Earl Ofari Hutchinson's take on the politics of the day
“Look how much African-American communities are suffering under Democratic control. To those I say the following: What do you have to lose by trying something new, like Trump? “You’re living in poverty. Your schools are no good. You have no jobs. Fifty-eight percent of your youth is unemployed. What the hell do you have to lose?” Trump issued this big, bold brash challenge to African-Americans at a campaign rally weeks before the November presidential election. That challenge, says author and political analyst Earl Ofari Hutchinson, was more than a challenge. It struck hard at the dire peril a Trump presidency poses to African-Americans. In The Trump Challenge to Black America, Hutchinson, makes a deep, balanced, and wide-ranging probe into the programs, policies and initiatives of Trump and how they impact on African-Americans and what can be done to fightback.
In the three-year period from 2015 to 2017, Hutchinson covered and analyzed every aspect of the speeches, utterances, and positions Trump posited during his presidential campaign on health care, civil rights, voting rights, criminal justice and police abuse, education, and President Obama in his featured columns in the Huffington Post.
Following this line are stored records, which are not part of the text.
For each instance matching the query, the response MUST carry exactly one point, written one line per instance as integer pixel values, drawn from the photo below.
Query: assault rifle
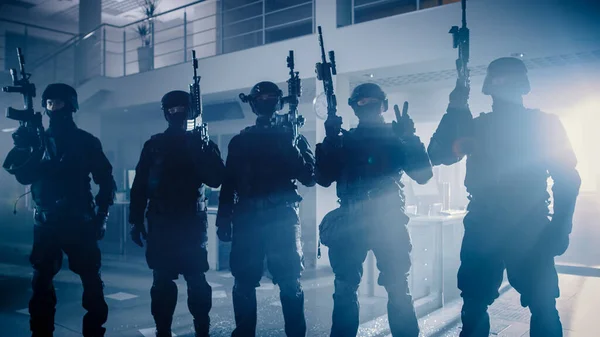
(26, 117)
(196, 108)
(294, 92)
(324, 71)
(460, 40)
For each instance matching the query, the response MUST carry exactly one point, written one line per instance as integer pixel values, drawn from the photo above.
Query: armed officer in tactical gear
(260, 200)
(67, 217)
(367, 163)
(174, 167)
(510, 153)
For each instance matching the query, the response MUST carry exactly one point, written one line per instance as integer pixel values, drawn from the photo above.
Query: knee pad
(345, 290)
(291, 289)
(163, 279)
(197, 284)
(474, 307)
(92, 280)
(41, 281)
(242, 287)
(545, 308)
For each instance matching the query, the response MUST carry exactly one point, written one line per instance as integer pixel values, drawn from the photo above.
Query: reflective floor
(128, 284)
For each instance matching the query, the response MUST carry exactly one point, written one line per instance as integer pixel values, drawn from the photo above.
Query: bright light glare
(582, 123)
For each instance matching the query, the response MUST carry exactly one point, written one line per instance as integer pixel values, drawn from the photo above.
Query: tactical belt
(375, 195)
(265, 203)
(174, 208)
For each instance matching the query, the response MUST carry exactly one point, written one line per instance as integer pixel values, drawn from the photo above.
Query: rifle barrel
(464, 12)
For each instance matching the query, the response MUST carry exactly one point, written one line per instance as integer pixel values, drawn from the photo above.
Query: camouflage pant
(386, 234)
(52, 239)
(491, 246)
(274, 234)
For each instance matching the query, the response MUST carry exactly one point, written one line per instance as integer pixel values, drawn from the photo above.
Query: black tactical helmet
(367, 90)
(513, 69)
(64, 92)
(175, 98)
(260, 89)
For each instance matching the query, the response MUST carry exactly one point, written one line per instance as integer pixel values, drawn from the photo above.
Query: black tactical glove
(223, 224)
(24, 138)
(224, 233)
(138, 232)
(333, 126)
(302, 144)
(403, 126)
(459, 97)
(100, 224)
(555, 238)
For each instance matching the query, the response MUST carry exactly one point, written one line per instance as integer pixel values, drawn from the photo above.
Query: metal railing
(208, 27)
(357, 11)
(35, 41)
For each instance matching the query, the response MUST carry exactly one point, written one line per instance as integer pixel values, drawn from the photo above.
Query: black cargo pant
(52, 235)
(274, 233)
(492, 244)
(177, 246)
(382, 230)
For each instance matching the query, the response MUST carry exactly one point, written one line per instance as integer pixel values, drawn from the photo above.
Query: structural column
(88, 52)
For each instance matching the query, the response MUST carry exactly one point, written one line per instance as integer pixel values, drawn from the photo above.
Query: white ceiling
(113, 11)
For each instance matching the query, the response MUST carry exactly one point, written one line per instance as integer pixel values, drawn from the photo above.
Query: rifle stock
(460, 40)
(324, 71)
(294, 92)
(196, 104)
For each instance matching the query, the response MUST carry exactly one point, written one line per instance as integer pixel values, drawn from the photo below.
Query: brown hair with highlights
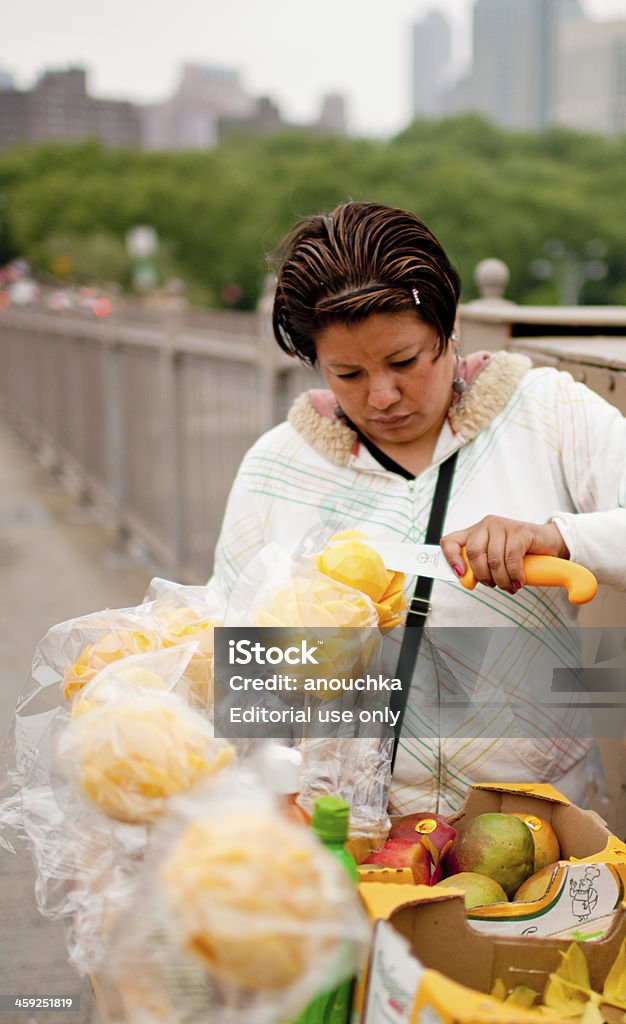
(362, 259)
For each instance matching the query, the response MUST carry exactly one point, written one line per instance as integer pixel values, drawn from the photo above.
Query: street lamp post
(141, 245)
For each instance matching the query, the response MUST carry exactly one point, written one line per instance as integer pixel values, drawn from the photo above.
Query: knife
(540, 570)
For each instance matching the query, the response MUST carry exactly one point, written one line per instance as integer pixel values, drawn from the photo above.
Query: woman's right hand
(495, 548)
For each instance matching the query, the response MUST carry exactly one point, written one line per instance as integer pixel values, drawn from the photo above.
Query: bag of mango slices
(242, 916)
(330, 590)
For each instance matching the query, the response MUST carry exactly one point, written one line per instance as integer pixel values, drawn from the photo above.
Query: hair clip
(285, 336)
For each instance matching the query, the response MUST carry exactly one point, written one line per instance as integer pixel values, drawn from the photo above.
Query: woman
(369, 296)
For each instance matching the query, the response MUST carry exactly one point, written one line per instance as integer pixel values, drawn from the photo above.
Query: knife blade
(416, 559)
(540, 570)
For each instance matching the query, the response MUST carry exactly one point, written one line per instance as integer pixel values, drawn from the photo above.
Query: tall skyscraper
(591, 84)
(431, 53)
(515, 46)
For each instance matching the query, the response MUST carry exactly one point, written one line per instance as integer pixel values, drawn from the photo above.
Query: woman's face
(385, 375)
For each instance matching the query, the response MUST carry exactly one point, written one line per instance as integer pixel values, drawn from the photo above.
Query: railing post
(116, 431)
(173, 435)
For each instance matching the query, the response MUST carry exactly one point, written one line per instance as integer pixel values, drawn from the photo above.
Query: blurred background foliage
(219, 213)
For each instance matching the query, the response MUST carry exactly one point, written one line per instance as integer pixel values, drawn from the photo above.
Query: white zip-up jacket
(534, 445)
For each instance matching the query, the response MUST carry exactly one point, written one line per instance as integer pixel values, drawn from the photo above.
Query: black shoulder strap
(420, 602)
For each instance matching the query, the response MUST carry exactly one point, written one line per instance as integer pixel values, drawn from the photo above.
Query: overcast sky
(292, 50)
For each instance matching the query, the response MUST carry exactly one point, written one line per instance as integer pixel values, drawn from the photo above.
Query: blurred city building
(191, 119)
(515, 58)
(534, 62)
(58, 108)
(591, 85)
(431, 58)
(207, 103)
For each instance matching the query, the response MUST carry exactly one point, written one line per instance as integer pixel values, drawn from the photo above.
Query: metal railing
(149, 418)
(149, 423)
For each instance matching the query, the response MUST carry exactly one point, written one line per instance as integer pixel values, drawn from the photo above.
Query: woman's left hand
(495, 549)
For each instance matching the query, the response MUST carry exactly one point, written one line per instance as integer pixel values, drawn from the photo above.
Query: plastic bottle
(330, 823)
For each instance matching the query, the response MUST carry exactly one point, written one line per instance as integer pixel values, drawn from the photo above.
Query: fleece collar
(491, 380)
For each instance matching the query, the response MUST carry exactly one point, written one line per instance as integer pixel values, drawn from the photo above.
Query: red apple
(433, 826)
(404, 853)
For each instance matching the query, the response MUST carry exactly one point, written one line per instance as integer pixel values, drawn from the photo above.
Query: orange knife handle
(468, 580)
(546, 570)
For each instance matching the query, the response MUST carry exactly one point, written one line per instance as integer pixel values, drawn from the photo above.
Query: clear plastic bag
(359, 770)
(131, 742)
(242, 915)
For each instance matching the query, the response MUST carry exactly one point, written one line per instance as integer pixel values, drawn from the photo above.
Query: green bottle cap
(330, 819)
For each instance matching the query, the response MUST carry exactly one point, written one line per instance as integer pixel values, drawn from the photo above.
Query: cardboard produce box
(583, 835)
(428, 964)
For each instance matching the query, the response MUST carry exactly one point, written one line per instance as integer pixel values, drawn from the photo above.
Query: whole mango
(494, 844)
(478, 890)
(547, 847)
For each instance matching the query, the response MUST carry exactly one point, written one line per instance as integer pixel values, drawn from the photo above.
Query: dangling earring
(458, 384)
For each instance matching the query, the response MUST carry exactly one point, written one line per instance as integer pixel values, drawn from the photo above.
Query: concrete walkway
(55, 562)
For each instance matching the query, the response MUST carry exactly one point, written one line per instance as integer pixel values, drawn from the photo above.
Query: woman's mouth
(391, 421)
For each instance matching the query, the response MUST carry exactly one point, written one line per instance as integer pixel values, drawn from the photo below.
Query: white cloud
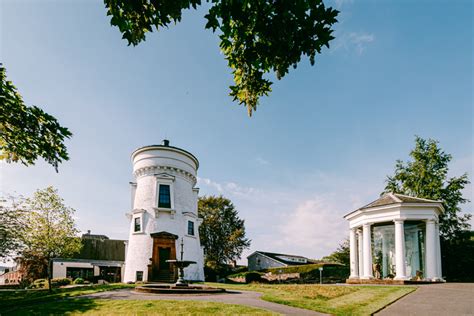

His special emphasis was on the issues that most affected African-Americans that a Trump candidacy and presidency would impact. Those issues are health, education jobs, the criminal justice system, and race relations. The Trump Challenge to Black America is based on those columns. Hutchinson has expanded those columns with added material, fresh assessments, and a detailed look at the direction Trump has taken the country in since his election.
Hutchinson examines the infatuation that so many blacks had with Trump and the confusion and divisions that this has sowed. He notes, “The parade of black preachers, businesspersons, professionals, athletes and entertainers that either trooped to Trump Tower, or met with him in highly staged and orchestrated venues, was nothing short of breath taking. It was breath taking because he ran the most vicious, unabashed, race baiting, Muslim, and immigrant baiting campaign since state’s rights presidential candidate Alabama governor George Wallace in 1964.”
Hutchinson assesses in detail how a Trump at the White House helm can affect policy, “As loathsome as Trump was to most blacks, he would be at the federal helm for at least four years. This was a lot of time to wreak irreparable program and institutional damage to those programs.”
Trump, says Hutchinson, “Has stuffed his administration with the greatest array of generals, military men, and billionaires of any administration in American history. His picks to head the Education Department, Labor Department, Housing and Urban Development, Health, Education and Welfare, the Small Business Administration, and especially the Justice Department, had a long history of warfare against the very programs that these departments administer. Those programs provide the vast array of resources, support, and protections for poor, working class blacks. “
Hutchinson concludes that Trump poses the greatest challenge and peril of any president in modern times to black Americans. The Trump Challenge to Black America works through for the reader not only his positions on the issues and how they imperil African-Americans but, equally important, what can be done to combat the peril.